Palm oil did not struggle only because of public criticism. It also collided with weak integration, uneven productivity, inconsistent policy direction, and the absence of a stronger end-to-end model.


The newly shared editorial also indirectly supports this. It argues that much of the local criticism directed at oil palm has been opinion-based and not supported by enough credible scientific investigation in the Sri Lankan context, and calls for transparent, evidence-based analysis instead.


That is the deeper lesson.


Palm oil did not create these weaknesses. It exposed them.
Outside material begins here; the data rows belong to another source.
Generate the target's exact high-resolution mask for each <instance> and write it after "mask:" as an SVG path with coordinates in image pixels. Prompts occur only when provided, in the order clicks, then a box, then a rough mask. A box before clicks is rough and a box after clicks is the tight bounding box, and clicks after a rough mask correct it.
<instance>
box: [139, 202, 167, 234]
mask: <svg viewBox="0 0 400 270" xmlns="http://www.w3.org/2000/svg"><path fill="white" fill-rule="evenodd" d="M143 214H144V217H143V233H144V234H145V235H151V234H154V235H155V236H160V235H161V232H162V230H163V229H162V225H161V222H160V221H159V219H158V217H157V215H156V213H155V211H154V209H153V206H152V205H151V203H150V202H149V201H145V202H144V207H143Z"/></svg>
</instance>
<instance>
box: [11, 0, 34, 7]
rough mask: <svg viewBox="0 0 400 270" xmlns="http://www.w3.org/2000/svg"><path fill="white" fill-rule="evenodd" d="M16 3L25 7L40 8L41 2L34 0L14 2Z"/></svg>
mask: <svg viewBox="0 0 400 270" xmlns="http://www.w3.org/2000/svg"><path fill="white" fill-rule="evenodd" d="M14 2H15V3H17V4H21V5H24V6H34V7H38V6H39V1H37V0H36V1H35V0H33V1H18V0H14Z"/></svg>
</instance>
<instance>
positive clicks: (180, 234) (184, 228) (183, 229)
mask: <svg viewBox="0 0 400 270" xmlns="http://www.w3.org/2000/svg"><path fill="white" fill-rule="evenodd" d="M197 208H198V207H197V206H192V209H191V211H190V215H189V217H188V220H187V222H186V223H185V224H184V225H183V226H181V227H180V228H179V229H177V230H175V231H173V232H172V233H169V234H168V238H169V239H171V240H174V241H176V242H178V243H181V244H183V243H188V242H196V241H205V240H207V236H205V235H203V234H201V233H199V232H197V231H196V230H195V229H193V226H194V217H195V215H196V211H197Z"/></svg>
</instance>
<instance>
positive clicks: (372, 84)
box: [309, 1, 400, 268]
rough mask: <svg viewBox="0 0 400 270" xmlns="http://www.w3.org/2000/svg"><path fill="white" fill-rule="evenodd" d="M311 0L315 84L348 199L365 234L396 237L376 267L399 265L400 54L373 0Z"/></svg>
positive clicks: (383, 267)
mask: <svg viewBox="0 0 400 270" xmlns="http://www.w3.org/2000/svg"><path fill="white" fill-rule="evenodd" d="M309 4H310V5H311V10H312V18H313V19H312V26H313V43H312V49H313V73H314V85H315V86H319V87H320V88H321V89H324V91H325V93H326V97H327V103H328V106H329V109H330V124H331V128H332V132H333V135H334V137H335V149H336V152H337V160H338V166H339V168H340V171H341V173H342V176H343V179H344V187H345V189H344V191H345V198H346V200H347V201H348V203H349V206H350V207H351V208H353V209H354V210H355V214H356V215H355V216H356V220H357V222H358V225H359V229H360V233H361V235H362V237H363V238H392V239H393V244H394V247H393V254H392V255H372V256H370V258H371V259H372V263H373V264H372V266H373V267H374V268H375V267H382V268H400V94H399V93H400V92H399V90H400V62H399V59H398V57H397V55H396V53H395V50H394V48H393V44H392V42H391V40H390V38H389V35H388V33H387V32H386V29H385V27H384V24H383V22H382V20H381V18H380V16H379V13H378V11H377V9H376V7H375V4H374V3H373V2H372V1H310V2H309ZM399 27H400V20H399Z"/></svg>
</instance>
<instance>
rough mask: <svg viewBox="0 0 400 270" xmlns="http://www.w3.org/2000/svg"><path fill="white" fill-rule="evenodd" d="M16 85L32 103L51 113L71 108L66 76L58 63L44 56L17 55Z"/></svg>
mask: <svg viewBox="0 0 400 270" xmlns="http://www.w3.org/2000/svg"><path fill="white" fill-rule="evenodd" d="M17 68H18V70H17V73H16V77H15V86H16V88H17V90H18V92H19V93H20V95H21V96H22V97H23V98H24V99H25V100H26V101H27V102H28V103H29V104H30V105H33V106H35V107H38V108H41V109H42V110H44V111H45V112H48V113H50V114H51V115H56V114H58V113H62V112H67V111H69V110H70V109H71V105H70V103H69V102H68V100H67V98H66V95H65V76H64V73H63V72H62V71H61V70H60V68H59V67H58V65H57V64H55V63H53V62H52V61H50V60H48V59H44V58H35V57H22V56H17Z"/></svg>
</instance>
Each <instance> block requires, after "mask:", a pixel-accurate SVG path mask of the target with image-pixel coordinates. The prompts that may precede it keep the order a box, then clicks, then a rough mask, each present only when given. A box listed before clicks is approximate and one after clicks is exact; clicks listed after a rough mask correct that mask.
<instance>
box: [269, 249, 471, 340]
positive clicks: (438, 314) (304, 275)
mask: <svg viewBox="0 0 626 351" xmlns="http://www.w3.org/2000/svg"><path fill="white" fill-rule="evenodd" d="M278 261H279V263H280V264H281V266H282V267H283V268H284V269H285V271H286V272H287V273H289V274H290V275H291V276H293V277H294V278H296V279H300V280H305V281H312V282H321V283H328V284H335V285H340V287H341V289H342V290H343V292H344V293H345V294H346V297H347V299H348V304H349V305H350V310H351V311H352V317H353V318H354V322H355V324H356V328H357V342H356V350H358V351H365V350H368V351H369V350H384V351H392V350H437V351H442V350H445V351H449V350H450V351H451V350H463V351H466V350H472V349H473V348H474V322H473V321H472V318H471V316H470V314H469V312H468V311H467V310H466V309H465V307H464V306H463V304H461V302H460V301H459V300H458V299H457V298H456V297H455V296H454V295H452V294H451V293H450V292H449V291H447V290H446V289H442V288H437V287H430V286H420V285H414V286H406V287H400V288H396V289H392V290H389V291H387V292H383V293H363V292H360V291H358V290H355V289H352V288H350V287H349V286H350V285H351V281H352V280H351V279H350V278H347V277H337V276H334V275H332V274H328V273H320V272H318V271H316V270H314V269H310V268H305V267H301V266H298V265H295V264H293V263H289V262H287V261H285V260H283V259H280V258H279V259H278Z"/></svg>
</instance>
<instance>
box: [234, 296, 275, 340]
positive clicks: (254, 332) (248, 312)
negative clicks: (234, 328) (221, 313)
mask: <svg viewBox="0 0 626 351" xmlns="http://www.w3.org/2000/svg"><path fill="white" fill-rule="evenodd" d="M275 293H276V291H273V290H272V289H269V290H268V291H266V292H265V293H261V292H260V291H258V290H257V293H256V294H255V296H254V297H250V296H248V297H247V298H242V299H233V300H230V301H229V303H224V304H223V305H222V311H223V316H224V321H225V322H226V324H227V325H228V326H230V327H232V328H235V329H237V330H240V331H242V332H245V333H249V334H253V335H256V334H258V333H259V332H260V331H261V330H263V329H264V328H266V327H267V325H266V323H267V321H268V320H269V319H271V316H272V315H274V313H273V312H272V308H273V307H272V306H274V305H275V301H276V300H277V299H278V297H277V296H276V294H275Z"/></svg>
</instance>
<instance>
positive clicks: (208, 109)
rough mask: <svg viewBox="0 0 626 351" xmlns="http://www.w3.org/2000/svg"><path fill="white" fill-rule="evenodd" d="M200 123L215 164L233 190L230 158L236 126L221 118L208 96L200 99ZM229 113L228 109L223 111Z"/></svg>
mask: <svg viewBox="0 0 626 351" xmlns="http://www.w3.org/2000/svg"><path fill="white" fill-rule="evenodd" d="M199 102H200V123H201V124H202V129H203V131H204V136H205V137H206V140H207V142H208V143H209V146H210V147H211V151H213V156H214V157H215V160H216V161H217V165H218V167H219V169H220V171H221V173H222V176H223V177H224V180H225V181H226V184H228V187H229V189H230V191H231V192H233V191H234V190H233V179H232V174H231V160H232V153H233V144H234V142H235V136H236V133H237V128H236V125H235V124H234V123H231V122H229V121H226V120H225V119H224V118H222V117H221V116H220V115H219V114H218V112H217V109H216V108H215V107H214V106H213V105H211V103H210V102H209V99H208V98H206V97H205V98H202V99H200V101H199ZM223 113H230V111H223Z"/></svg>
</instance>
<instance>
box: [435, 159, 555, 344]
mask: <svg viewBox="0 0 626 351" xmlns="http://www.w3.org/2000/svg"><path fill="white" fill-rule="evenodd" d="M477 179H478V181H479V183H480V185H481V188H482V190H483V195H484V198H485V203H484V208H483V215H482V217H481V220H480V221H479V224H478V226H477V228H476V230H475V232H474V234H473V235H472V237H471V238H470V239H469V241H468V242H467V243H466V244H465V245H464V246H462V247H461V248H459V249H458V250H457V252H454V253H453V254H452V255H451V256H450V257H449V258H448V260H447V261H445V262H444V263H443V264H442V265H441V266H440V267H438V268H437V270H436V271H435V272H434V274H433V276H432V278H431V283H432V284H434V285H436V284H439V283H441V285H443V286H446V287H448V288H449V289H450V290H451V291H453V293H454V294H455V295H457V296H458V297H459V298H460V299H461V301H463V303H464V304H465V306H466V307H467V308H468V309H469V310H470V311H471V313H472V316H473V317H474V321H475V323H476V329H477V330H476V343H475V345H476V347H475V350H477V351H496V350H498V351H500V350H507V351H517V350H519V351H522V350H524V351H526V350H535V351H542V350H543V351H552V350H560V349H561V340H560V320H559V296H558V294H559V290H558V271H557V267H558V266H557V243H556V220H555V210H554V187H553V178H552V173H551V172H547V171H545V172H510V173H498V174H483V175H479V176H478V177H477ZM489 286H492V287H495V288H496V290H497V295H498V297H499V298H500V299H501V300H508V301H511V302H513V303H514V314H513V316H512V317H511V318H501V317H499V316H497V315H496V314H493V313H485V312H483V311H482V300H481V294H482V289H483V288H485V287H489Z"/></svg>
Awareness is the starting point — not the conclusion


Awareness around palm oil is a good thing. Public questioning is a good thing. Different opinions are useful because they stop complex issues from being buried under convenience.


But awareness has to lead somewhere better.


It has to lead to evidence. To comparison. To context. To systems thinking.


Because in agriculture, food, and public health, very little is caused by one thing alone.


And that is why palm oil in Sri Lanka should not be defended blindly. It should also not be condemned selectively.


It should be judged in the same way every serious issue should be judged:

in full context.

References


  • World Health Organization. WHO updates guidelines on fats and carbohydrates.

  • Harvard T.H. Chan School of Public Health. The Nutrition Source: Coconut Oil.

  • Harvard Health Publishing. By the way, doctor: Is palm oil good for you?

  • Institute of Policy Studies of Sri Lanka. Palm Oil Industry in Sri Lanka: An Economic Analysis.

  • Nissanka, S.P. “Oil palm industry in Sri Lanka: Its production potential and current status, and future prospects.” Ceylon Journal of Science 52(2), 2023.